"Comme en 2019, nous assistons à une fraude électorale d'Azali Assoumani en complicité avec l'armée", a déclaré devant la presse le candidat d'opposition Mouigni Baraka Saïd Soilihi, au nom des cinq rivaux d'Azali au scrutin. "Il y a eu bourrages d'urnes" dans plusieurs localités, a-t-il poursuivi, ajoutant que "les Comoriens n'ont pas eu le choix de décider du président qui allait présider à leur destinée".
La commission électorale nationale indépendante (Céni) a salué dimanche dans un communiqué le "climat apaisé et serein" de l'élection au taux de participation "dépassant les 60% selon les premières estimations".
Lors de la précédente élection présidentielle en 2019, Azali Assoumani, qui brigue un troisième mandat consécutif, avait été réélu avec 60% des voix au premier tour mais les résultats avaient été contestés. Le dépouillement a commencé dans la soirée, parfois à la bougie comme à la Coulée, quartier nord de la capitale Moroni, et sous importante surveillance policière, a constaté l'AFP.
Devant, des citoyens sont regroupés. "Ce sont de faux votes. Nous attendons les résultats même si nous savons qu'ils ne seront pas sincères", déplore Anrafdine Macon, jeune homme d'une vingtaine d'années. Dans le centre, le rappeur Cheikh MC attend aussi. "Pour moi ce ne sont pas des élections. On assiste à un jeu dangereux susceptible d'exploser", dit-il, même si les manifestations sont rares et souvent interdites dans le pays.
A quelques mètres, Hania Abderemane, qui travaille au Trésor, se réjouit au contraire que le président Azali "soit en tête". "On voyait la mobilisation lors de nos meetings", ajoute la jeune femme.
Vote retardé, matériel électoral manquant dans des fiefs de l'opposition, assesseurs empêchés d'observer la régularité du scrutin: les opposants ont constaté de nombreuses irrégularités. "Les bureaux ont commencé généralement avec du retard", a souligné auprès de l'AFP une observatrice de l'Union africaine.
"L'opposition fait montre de petit esprit complotiste", a fustigé le directeur de campagne du président sortant, Houmed Msaidie, réfutant toute fraude électorale.
Gain de "temps et d'argent"
Après avoir voté dans sa ville natale de Mitsudje, près de la capitale Moroni, Azali Assoumani, 65 ans, avait exprimé sa "confiance" en une victoire. "La confiance est toujours là, mais c'est Dieu qui va décider et le peuple comorien. C'est les prières qu'on fait tous les jours, pour qu'on gagne au premier tour. On gagne du temps, on gagne de l'argent", a-t-il déclaré expéditif à l'AFP, attribuant le manque de participation au "mauvais temps".

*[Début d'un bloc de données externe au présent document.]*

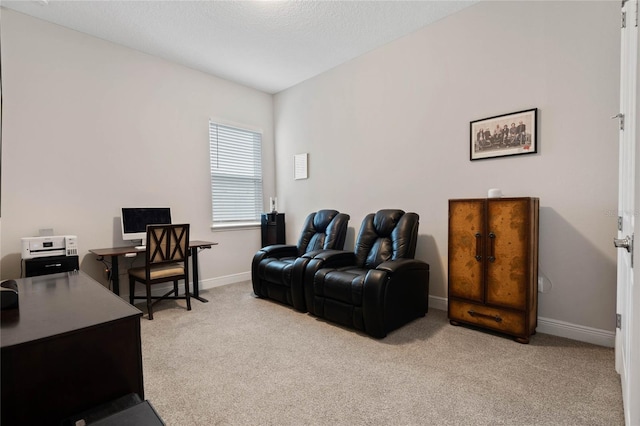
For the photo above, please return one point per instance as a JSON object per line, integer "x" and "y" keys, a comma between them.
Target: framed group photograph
{"x": 504, "y": 135}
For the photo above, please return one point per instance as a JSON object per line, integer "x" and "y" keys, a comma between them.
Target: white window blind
{"x": 236, "y": 174}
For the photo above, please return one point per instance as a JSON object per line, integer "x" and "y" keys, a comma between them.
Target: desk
{"x": 115, "y": 252}
{"x": 72, "y": 345}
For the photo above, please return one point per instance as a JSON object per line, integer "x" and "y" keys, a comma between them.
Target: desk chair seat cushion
{"x": 158, "y": 272}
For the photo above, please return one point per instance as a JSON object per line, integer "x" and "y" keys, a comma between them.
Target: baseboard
{"x": 576, "y": 332}
{"x": 555, "y": 327}
{"x": 439, "y": 303}
{"x": 227, "y": 279}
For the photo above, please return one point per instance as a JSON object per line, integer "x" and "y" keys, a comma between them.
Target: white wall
{"x": 390, "y": 129}
{"x": 90, "y": 126}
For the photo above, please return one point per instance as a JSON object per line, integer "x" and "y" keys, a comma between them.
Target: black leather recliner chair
{"x": 272, "y": 265}
{"x": 377, "y": 288}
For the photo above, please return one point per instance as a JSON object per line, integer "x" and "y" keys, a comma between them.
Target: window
{"x": 236, "y": 175}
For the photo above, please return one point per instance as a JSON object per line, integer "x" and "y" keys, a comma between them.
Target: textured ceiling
{"x": 267, "y": 45}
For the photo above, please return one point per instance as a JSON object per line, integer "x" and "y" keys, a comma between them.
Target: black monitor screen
{"x": 136, "y": 219}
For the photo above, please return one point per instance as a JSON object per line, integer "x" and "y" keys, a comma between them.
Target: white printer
{"x": 61, "y": 245}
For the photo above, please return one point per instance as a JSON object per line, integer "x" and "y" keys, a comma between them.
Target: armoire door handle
{"x": 492, "y": 241}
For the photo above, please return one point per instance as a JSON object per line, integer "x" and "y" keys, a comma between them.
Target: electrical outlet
{"x": 544, "y": 285}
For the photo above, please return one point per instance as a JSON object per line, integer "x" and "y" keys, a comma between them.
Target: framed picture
{"x": 504, "y": 135}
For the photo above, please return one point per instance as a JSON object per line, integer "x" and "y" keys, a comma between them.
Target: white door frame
{"x": 628, "y": 293}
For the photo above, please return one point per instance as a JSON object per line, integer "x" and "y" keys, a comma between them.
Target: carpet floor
{"x": 240, "y": 360}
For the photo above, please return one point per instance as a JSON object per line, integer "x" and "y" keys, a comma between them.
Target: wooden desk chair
{"x": 165, "y": 260}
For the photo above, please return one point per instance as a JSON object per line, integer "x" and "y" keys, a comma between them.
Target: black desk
{"x": 72, "y": 345}
{"x": 115, "y": 252}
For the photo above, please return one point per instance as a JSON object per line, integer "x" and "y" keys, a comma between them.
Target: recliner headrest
{"x": 385, "y": 221}
{"x": 323, "y": 218}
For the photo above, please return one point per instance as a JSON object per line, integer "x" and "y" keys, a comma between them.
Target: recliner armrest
{"x": 398, "y": 265}
{"x": 333, "y": 258}
{"x": 279, "y": 250}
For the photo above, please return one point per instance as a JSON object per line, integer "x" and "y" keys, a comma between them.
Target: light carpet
{"x": 240, "y": 360}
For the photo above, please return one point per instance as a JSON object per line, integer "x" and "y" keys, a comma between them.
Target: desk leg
{"x": 196, "y": 283}
{"x": 115, "y": 275}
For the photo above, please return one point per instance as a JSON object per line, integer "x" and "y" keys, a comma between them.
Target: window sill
{"x": 234, "y": 226}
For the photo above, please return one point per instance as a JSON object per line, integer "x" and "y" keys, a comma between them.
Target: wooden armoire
{"x": 493, "y": 264}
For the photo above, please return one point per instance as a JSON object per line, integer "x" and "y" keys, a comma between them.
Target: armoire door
{"x": 466, "y": 249}
{"x": 508, "y": 261}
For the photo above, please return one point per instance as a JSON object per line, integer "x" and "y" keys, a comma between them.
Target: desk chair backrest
{"x": 167, "y": 244}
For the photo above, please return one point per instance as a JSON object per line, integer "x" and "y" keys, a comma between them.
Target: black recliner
{"x": 271, "y": 268}
{"x": 377, "y": 288}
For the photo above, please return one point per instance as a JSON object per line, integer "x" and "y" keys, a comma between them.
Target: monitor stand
{"x": 140, "y": 244}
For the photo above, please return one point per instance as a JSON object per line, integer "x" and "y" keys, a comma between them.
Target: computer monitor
{"x": 134, "y": 221}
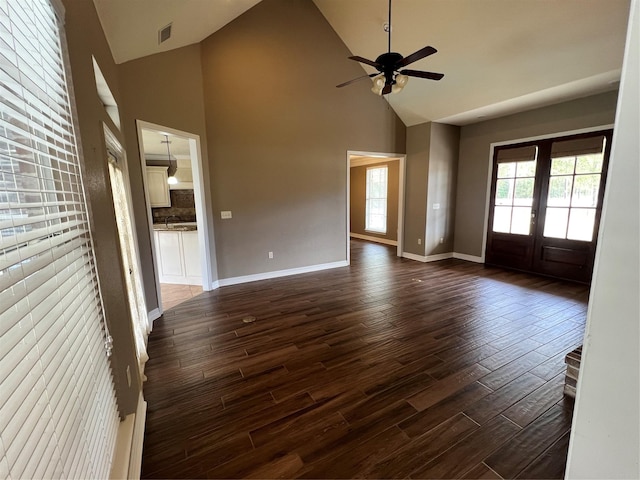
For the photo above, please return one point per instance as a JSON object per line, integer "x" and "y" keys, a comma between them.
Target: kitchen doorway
{"x": 119, "y": 180}
{"x": 179, "y": 223}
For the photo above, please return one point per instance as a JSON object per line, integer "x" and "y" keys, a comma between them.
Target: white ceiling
{"x": 498, "y": 56}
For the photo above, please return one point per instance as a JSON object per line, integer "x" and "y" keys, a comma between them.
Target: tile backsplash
{"x": 183, "y": 207}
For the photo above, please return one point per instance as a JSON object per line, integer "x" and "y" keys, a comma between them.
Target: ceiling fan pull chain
{"x": 389, "y": 33}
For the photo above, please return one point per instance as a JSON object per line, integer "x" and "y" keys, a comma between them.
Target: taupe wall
{"x": 432, "y": 163}
{"x": 474, "y": 162}
{"x": 165, "y": 89}
{"x": 278, "y": 131}
{"x": 417, "y": 173}
{"x": 441, "y": 188}
{"x": 358, "y": 194}
{"x": 85, "y": 38}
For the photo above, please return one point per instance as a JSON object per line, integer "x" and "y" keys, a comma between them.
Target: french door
{"x": 546, "y": 201}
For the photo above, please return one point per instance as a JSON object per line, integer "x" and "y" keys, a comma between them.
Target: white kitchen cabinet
{"x": 158, "y": 187}
{"x": 178, "y": 257}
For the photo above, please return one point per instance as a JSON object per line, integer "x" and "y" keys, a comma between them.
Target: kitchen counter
{"x": 177, "y": 251}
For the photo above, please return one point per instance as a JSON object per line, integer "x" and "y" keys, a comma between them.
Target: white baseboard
{"x": 135, "y": 459}
{"x": 154, "y": 315}
{"x": 122, "y": 454}
{"x": 468, "y": 258}
{"x": 428, "y": 258}
{"x": 224, "y": 282}
{"x": 413, "y": 256}
{"x": 180, "y": 280}
{"x": 439, "y": 256}
{"x": 374, "y": 239}
{"x": 127, "y": 458}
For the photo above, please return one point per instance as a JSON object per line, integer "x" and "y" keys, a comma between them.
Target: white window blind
{"x": 58, "y": 413}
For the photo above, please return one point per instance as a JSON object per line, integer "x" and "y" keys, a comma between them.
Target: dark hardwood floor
{"x": 389, "y": 368}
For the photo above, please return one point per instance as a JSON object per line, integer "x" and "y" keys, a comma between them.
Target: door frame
{"x": 203, "y": 216}
{"x": 492, "y": 147}
{"x": 381, "y": 156}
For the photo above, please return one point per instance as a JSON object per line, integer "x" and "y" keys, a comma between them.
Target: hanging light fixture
{"x": 173, "y": 167}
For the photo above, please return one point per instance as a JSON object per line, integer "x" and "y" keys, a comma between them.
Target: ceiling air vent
{"x": 164, "y": 34}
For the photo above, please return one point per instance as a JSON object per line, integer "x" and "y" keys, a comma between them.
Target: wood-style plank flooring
{"x": 389, "y": 368}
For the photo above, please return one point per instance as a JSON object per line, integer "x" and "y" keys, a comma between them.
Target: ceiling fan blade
{"x": 415, "y": 56}
{"x": 365, "y": 60}
{"x": 356, "y": 80}
{"x": 421, "y": 74}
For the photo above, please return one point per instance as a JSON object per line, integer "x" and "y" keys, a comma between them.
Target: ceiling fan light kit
{"x": 390, "y": 78}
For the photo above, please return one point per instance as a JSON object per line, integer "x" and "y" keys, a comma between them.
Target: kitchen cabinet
{"x": 158, "y": 187}
{"x": 178, "y": 257}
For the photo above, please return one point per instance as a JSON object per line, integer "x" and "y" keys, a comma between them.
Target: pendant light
{"x": 173, "y": 168}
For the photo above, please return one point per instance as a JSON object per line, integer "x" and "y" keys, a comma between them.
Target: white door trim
{"x": 402, "y": 158}
{"x": 202, "y": 217}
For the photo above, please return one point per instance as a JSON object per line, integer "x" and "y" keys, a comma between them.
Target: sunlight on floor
{"x": 173, "y": 295}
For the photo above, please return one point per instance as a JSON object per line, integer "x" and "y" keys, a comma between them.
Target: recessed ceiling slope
{"x": 500, "y": 56}
{"x": 131, "y": 26}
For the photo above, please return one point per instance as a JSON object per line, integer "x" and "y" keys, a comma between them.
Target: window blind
{"x": 58, "y": 413}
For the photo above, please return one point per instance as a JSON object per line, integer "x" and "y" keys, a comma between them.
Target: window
{"x": 58, "y": 413}
{"x": 376, "y": 200}
{"x": 514, "y": 190}
{"x": 574, "y": 188}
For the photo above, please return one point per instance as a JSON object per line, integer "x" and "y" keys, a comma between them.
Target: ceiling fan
{"x": 390, "y": 78}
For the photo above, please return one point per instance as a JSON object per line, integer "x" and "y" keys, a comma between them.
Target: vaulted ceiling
{"x": 498, "y": 56}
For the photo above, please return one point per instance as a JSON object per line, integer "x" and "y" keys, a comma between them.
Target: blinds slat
{"x": 579, "y": 146}
{"x": 26, "y": 253}
{"x": 519, "y": 154}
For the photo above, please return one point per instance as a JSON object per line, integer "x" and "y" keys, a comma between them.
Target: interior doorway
{"x": 119, "y": 180}
{"x": 375, "y": 198}
{"x": 545, "y": 204}
{"x": 178, "y": 219}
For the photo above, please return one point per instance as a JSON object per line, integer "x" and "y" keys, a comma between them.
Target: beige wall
{"x": 474, "y": 161}
{"x": 278, "y": 131}
{"x": 432, "y": 163}
{"x": 164, "y": 89}
{"x": 358, "y": 194}
{"x": 85, "y": 38}
{"x": 417, "y": 173}
{"x": 605, "y": 433}
{"x": 441, "y": 188}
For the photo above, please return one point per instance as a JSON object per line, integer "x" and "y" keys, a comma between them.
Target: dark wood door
{"x": 546, "y": 201}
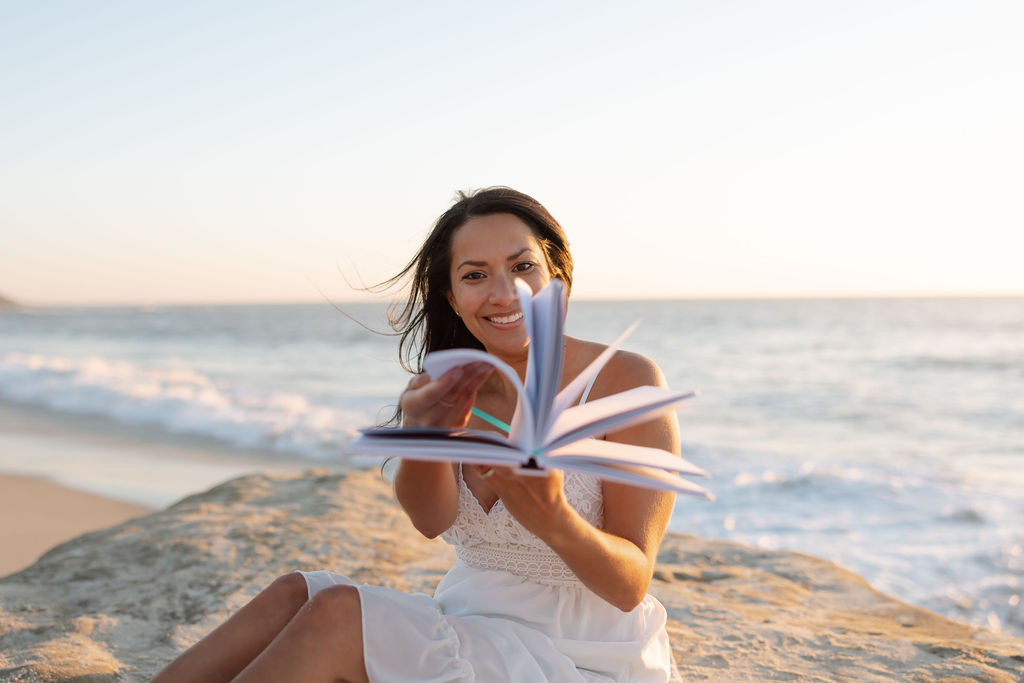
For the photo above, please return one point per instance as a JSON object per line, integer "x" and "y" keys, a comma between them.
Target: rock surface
{"x": 118, "y": 604}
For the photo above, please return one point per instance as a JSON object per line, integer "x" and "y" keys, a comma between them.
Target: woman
{"x": 553, "y": 570}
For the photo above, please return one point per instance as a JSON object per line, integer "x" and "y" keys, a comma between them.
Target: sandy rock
{"x": 118, "y": 604}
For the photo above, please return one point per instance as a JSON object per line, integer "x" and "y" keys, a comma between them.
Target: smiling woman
{"x": 553, "y": 569}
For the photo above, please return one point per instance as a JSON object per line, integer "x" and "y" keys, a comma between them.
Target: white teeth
{"x": 504, "y": 319}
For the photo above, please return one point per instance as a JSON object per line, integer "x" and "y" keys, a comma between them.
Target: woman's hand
{"x": 445, "y": 401}
{"x": 538, "y": 502}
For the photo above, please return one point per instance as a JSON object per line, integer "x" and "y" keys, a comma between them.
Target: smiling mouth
{"x": 505, "y": 319}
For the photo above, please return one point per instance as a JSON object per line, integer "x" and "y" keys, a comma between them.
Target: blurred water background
{"x": 884, "y": 434}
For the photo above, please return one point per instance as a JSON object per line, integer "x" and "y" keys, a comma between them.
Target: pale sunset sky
{"x": 237, "y": 152}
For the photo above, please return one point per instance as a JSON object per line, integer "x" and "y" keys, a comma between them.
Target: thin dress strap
{"x": 586, "y": 391}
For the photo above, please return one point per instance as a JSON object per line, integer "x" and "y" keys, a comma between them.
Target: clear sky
{"x": 187, "y": 152}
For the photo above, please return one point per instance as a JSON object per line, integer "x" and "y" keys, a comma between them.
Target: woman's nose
{"x": 504, "y": 291}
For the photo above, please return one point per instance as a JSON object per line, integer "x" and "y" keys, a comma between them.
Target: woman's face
{"x": 488, "y": 253}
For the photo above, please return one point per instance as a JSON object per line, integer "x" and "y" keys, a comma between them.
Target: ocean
{"x": 884, "y": 434}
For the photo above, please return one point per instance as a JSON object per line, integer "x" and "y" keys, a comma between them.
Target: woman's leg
{"x": 323, "y": 643}
{"x": 238, "y": 641}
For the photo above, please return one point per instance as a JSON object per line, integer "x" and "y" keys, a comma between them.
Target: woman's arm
{"x": 428, "y": 491}
{"x": 615, "y": 562}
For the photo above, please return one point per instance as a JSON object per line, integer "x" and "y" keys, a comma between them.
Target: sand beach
{"x": 139, "y": 585}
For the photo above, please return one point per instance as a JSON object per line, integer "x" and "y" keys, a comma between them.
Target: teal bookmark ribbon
{"x": 493, "y": 420}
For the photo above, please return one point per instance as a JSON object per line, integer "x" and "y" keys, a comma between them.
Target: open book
{"x": 548, "y": 429}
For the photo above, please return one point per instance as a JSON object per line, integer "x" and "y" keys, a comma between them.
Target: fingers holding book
{"x": 445, "y": 401}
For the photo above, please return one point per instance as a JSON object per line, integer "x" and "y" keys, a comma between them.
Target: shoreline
{"x": 128, "y": 463}
{"x": 38, "y": 515}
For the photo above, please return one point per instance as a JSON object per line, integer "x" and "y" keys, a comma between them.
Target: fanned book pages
{"x": 548, "y": 429}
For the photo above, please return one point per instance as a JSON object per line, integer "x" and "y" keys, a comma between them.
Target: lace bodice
{"x": 496, "y": 541}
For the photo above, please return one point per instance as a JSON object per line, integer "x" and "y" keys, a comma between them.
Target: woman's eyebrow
{"x": 478, "y": 264}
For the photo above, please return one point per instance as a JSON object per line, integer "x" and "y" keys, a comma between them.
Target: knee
{"x": 337, "y": 607}
{"x": 290, "y": 590}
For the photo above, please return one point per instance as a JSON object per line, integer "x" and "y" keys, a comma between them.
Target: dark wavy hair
{"x": 426, "y": 322}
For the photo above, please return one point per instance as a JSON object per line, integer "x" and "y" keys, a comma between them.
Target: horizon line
{"x": 780, "y": 296}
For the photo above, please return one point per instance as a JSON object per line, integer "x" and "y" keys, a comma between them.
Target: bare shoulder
{"x": 625, "y": 371}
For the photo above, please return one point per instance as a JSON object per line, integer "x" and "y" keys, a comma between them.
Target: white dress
{"x": 509, "y": 609}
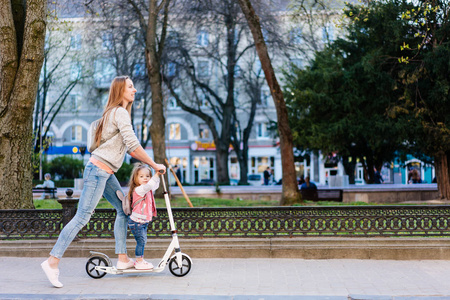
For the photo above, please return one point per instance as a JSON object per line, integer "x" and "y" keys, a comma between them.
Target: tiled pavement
{"x": 253, "y": 278}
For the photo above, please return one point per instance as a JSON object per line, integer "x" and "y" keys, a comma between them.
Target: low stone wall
{"x": 391, "y": 195}
{"x": 381, "y": 193}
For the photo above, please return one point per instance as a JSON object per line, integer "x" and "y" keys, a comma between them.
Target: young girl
{"x": 142, "y": 186}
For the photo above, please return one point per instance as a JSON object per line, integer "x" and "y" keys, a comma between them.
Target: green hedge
{"x": 58, "y": 183}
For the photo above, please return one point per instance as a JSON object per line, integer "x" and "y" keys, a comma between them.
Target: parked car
{"x": 207, "y": 182}
{"x": 254, "y": 179}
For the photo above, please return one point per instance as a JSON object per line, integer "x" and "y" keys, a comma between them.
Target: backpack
{"x": 126, "y": 202}
{"x": 91, "y": 144}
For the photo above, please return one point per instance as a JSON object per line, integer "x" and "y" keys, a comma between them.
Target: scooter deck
{"x": 114, "y": 270}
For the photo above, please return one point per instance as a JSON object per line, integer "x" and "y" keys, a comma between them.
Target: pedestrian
{"x": 266, "y": 175}
{"x": 308, "y": 185}
{"x": 377, "y": 178}
{"x": 142, "y": 186}
{"x": 48, "y": 183}
{"x": 114, "y": 137}
{"x": 178, "y": 173}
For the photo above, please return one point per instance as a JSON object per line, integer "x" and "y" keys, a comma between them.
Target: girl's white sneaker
{"x": 52, "y": 274}
{"x": 143, "y": 265}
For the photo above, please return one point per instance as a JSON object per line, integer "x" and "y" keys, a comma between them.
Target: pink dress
{"x": 144, "y": 208}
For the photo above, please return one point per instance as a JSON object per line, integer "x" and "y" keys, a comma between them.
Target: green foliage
{"x": 124, "y": 173}
{"x": 66, "y": 167}
{"x": 341, "y": 102}
{"x": 58, "y": 183}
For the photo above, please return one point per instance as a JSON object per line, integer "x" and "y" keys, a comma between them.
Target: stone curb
{"x": 297, "y": 247}
{"x": 213, "y": 297}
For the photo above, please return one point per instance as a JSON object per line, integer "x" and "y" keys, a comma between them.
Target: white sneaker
{"x": 52, "y": 274}
{"x": 143, "y": 265}
{"x": 123, "y": 265}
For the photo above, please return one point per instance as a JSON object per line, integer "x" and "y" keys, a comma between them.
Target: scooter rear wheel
{"x": 92, "y": 263}
{"x": 185, "y": 266}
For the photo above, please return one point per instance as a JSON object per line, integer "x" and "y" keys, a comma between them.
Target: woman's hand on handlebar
{"x": 160, "y": 168}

Devant les bureaux de vote de Moroni, sous une pluie battante, ni files d'attente, ni foule d'électeurs enthousiastes n'attendaient pour voter. Cette semaine, l'opposition avait déjà dénoncé des irrégularités dans l'organisation du scrutin, notamment la publication des listes électorales et la composition des membres des bureaux de vote.
Quelque 340.000 électeurs devaient choisir entre six candidats à la présidence et élire les gouverneurs des trois îles de l'archipel de l'océan Indien: Grande-Comore, Anjouan et Mohéli. Arrivé une première fois par un coup d'Etat en 1999 à la tête du pays qu'il dirige d'une main de fer, le colonel Azali est revenu au pouvoir en 2016. Il a vanté pendant sa campagne la construction de routes et d'hôpitaux. "Azali, architecte des Comores de demain", assurent ses affiches placardées dans les rues.
Mais dans le micro-Etat où 45% de la population vit sous le seuil de pauvreté et où le quotidien est affligé de coupures d'eau, d'électricité, ainsi que d'une hausse dramatique des prix de l'alimentation, son bilan est souvent critiqué. Azali, qui a jeté en prison et poussé à l'exil nombre d'opposants, avait fait passer en 2018 une réforme constitutionnelle permettant une centralisation des pouvoirs par l'exécutif. L'opposition accuse les institutions de collusion avec le pouvoir.
De nombreux Comoriens vivent à l'étranger et notamment en France, où la diaspora est estimée à environ 300.000 personnes. La justice comorienne avait rejeté un recours réclamant que le droit de vote de la diaspora soit garanti. Les résultats du premier tour doivent être publiés dans la semaine.